The project will mean that for the first time, the residents of the five islands of St Mary's, Tresco, St Martin's, Bryher and St Agnes, whose combined population numbers just over 2,000, will be able to access fibre broadband services. Until now, they've been stuck with a radio link.
Clearly, the remoteness of the Isles of Scilly meant the rollout of services to the islands would prove challenging for BT, but the ability to use the dormant undersea cable is a massive bonus for the firm.
"Normally the cost of laying cable is very expensive if you only do it over a relatively short distance, like 28 miles to the islands," explained Ranulf Scarbrough, the director of the Cornwall Superfast Broadband Programme at BT, in an interview with V3.

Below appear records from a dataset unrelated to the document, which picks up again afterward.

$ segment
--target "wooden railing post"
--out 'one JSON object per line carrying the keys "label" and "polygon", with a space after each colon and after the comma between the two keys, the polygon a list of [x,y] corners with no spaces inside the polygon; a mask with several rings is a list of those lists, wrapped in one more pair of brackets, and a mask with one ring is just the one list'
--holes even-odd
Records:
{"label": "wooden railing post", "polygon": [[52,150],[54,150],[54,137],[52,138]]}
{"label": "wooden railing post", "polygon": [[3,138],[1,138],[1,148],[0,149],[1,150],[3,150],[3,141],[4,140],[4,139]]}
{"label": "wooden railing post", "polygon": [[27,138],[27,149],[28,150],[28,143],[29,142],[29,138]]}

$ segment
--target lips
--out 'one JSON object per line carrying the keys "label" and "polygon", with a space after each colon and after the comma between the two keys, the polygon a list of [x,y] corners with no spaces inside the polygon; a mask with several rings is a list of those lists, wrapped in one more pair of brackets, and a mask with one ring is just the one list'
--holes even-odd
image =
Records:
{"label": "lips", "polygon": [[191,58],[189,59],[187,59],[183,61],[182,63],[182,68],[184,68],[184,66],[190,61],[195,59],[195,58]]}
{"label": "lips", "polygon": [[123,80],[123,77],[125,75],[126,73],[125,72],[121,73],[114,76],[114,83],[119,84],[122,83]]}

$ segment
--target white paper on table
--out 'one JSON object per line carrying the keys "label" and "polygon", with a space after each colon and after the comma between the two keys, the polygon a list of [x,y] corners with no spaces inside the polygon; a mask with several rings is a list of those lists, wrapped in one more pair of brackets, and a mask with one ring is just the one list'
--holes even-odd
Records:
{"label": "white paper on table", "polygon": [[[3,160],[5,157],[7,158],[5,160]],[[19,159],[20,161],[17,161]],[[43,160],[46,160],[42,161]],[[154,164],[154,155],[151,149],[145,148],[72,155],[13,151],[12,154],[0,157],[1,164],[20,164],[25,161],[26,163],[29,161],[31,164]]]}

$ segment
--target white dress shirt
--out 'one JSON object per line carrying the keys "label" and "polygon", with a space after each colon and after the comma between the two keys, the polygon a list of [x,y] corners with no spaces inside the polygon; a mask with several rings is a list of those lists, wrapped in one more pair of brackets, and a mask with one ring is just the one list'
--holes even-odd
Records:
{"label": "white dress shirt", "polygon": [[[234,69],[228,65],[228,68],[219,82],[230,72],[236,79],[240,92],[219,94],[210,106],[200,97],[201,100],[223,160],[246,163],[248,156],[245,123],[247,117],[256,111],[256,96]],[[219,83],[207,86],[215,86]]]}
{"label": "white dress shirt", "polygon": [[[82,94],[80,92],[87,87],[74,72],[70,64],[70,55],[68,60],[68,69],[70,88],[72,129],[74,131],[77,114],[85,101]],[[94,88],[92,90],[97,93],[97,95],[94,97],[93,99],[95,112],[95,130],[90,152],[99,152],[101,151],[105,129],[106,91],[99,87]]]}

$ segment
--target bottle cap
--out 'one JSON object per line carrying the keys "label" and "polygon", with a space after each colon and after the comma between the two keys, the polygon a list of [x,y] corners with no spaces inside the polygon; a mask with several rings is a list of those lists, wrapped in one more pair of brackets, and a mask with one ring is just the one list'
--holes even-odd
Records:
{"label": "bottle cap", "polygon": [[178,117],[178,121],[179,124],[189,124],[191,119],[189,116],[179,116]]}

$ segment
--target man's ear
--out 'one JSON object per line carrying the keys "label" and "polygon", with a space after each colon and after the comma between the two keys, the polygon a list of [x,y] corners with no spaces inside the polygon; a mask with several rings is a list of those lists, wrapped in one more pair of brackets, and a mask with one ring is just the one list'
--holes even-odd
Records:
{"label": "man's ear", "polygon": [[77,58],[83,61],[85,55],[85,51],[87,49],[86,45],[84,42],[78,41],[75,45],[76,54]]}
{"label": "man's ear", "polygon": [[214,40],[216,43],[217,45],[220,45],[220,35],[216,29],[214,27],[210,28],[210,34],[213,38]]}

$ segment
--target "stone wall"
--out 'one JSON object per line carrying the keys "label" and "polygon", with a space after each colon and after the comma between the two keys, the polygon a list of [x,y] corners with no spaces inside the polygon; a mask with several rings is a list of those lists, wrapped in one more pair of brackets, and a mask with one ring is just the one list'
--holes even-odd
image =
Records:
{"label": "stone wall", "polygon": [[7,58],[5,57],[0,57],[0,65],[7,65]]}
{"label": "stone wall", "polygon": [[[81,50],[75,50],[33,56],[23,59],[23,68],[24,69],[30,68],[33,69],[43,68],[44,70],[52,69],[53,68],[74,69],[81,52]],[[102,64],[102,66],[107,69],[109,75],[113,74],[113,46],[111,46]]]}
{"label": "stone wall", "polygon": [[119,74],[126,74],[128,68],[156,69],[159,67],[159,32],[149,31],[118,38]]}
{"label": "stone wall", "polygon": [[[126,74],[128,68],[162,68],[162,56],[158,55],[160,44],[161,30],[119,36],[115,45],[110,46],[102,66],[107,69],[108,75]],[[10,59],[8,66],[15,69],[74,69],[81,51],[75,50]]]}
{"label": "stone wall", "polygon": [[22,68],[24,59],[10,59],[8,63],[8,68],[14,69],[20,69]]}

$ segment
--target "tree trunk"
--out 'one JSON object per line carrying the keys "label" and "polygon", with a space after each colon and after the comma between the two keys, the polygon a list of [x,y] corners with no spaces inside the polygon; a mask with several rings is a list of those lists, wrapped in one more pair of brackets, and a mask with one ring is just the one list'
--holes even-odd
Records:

"However, there are two cables that go from Land's End out into the English Channel that used to go to Ireland and Spain but these have been replaced by newer connections. This means we can reuse them to run fibre from Land's End down to the islands."
This will require a cable laying ship to bring up the cable, done using a remote controlled submarine, and then adding the new fibre, before hooking it to the exchange on the island, and into the network on the mainland.
While the cable laying ship is likely to begin its work in the autumn, BT will also be putting down cables between the five islands and to premises on the islands, although this poses a unique set of challenges, as Scarbrough explains.
"The islands are a very challenging environment and not just because of their remote location," he said.
"There are lots of historic buildings and burials grounds, shipwrecks and sites of Site of Special Scientific Interest (SSSI) and Area of Outstanding Natural Beauty (AONB) we have to factor in."
With some 530 shipwrecks dating back as far as the 1300s and 24 SSSIs on the islands this is no easy task.
"The council are helping us work through these issues but I think it's fair to say this is one of the most challenging rollouts, not just that BT Openreach have done, but that's been done anywhere in the world," adds Scarbrough.